Germans have some special characters like ä, ü, ö and ß. They aren't very search engine friendly, so I want to replace them in the file names of uploading catalog images. That sounds not that complicated, I know… but:
Responsible for actions like that is the method getCorrectFileName() in the class Varien_File_Uploader, which looks like this:
/**
* Correct filename with special chars and spaces
*
* @param string $fileName
* @return string
*/
public function getCorrectFileName($fileName)
{
$fileName = preg_replace('/[^a-z0-9_\\-\\.]+/i', '_', $fileName);
$fileInfo = pathinfo($fileName);
if (preg_match('/^_+$/', $fileInfo['filename'])) {
$fileName = 'file.' . $fileInfo['extension'];
}
return $fileName;
}
We could simply extend it with strtr()
or str_replace()
or even preg_replace()
before the original preg_replace()
which could looks like this:
$fileName = strtr($fileName, [
'Ä' => 'Ae',
'ä' => 'ae',
'Ö' => 'Oe',
'Ü' => 'Ue',
'ü' => 'ue',
'ß' => 'ss',
]);
But no matter which of these functions I use, it ignores the special characters in the file name. When I'm overriding $fileName at the beginning with a string like "täst-file.jpg" everything works fine..
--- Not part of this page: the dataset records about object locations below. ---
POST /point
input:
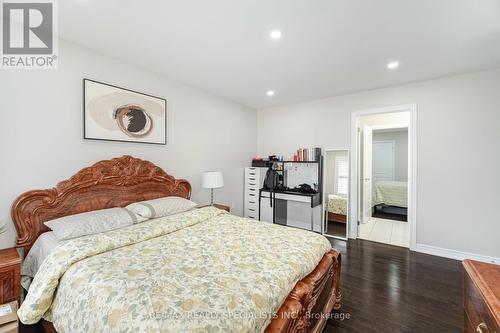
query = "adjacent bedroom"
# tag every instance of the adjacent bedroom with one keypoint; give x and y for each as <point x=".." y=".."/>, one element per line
<point x="384" y="174"/>
<point x="243" y="166"/>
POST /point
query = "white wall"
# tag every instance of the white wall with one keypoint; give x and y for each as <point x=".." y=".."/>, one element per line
<point x="400" y="139"/>
<point x="329" y="177"/>
<point x="458" y="151"/>
<point x="41" y="133"/>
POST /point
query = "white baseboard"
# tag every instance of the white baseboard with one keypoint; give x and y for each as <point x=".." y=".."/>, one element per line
<point x="453" y="254"/>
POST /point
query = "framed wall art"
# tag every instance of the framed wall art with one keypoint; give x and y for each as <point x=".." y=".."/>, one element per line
<point x="116" y="114"/>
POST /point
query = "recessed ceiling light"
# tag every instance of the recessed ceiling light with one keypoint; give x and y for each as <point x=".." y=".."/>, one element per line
<point x="393" y="65"/>
<point x="275" y="34"/>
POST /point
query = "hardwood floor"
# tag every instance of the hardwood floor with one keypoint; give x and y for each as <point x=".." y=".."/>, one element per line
<point x="390" y="289"/>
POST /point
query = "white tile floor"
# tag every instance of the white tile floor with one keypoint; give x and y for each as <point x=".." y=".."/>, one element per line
<point x="385" y="231"/>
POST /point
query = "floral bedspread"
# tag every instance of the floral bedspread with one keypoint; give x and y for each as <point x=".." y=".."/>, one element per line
<point x="200" y="271"/>
<point x="337" y="204"/>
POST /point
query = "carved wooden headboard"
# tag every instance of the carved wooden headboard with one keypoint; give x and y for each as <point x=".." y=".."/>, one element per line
<point x="106" y="184"/>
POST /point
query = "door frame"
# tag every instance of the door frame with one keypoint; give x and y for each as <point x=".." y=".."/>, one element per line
<point x="412" y="167"/>
<point x="325" y="198"/>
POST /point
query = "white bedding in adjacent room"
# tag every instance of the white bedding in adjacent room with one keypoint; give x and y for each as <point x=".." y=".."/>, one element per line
<point x="390" y="193"/>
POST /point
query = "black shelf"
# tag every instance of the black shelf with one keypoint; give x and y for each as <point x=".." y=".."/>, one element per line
<point x="294" y="161"/>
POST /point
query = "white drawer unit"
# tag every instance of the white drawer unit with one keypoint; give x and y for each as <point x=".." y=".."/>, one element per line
<point x="254" y="180"/>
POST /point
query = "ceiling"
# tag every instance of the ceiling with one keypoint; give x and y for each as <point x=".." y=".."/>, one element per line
<point x="328" y="47"/>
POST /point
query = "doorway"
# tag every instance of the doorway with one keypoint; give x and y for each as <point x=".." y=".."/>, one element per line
<point x="383" y="190"/>
<point x="336" y="193"/>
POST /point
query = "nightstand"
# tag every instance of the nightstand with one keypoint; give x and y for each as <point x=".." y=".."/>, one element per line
<point x="223" y="207"/>
<point x="10" y="275"/>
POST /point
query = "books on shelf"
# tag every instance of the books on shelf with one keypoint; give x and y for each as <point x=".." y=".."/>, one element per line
<point x="308" y="154"/>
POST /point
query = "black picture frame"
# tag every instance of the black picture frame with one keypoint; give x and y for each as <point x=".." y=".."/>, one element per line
<point x="85" y="137"/>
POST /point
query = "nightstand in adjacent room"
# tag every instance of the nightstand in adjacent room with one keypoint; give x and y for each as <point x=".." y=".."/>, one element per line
<point x="10" y="276"/>
<point x="223" y="207"/>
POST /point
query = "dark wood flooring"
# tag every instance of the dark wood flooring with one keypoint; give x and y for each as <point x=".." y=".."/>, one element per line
<point x="391" y="289"/>
<point x="336" y="229"/>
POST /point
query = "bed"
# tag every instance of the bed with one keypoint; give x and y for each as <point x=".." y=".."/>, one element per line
<point x="390" y="193"/>
<point x="146" y="277"/>
<point x="337" y="208"/>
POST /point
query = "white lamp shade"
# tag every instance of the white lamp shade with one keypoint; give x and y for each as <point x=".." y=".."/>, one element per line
<point x="212" y="179"/>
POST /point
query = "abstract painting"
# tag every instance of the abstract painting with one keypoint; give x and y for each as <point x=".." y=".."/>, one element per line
<point x="117" y="114"/>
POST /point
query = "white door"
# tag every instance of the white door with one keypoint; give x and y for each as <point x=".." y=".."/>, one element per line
<point x="383" y="160"/>
<point x="367" y="173"/>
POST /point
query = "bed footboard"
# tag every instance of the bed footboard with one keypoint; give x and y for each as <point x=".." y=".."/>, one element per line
<point x="310" y="303"/>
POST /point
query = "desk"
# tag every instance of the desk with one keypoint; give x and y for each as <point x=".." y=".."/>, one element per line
<point x="294" y="209"/>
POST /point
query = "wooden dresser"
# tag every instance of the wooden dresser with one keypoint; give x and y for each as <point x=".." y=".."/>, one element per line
<point x="481" y="297"/>
<point x="10" y="278"/>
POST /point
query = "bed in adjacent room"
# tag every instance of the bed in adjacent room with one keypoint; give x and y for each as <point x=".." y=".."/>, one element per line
<point x="390" y="193"/>
<point x="200" y="269"/>
<point x="337" y="208"/>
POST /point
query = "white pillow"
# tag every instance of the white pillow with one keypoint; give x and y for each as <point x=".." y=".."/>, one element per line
<point x="151" y="209"/>
<point x="97" y="221"/>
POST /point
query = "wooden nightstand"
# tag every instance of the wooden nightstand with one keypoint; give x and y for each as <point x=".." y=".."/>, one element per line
<point x="223" y="207"/>
<point x="10" y="275"/>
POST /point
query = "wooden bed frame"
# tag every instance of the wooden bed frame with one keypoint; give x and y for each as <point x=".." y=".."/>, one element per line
<point x="124" y="180"/>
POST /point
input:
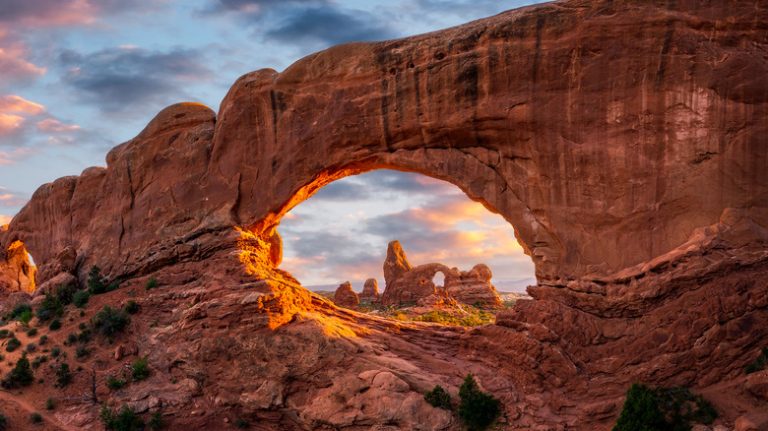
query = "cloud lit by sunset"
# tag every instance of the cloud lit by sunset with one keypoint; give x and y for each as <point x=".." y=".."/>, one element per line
<point x="78" y="77"/>
<point x="341" y="233"/>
My first idea was an encoding issue, so I tried to convert the string to UTF-8, but mb_detect_encoding($fileName, 'UTF-8', true)
said it was already a valid UTF-8 encoded string and I ran out of ideas..
Does anyone know what I'm doing wrong or what a solution for this problem is?
Thanks in advance. 🙂
Best Answer
Okay, here's a solution...
All common ways to replace chars in a string like
str_replace()
,preg_replace()
,strtr()
, ... did NOT work in this special case.I don't know exactly, which encoding (server, php, etc.) is responsible for not detecting the special chars, but converting the chars to ASCII finally work.
After splitting the filename via
str_split()
, I recognized that I got a sequence of 3 values for every german special char - "ä" (a, Ì, ˆ) or "Ü" (U, Ì, ˆ), so my solution may looks a bit weird:I think this solution could also work for special chars in other languages. Just split the string and see via
ord()
which ASCII values you get...I hope that helps.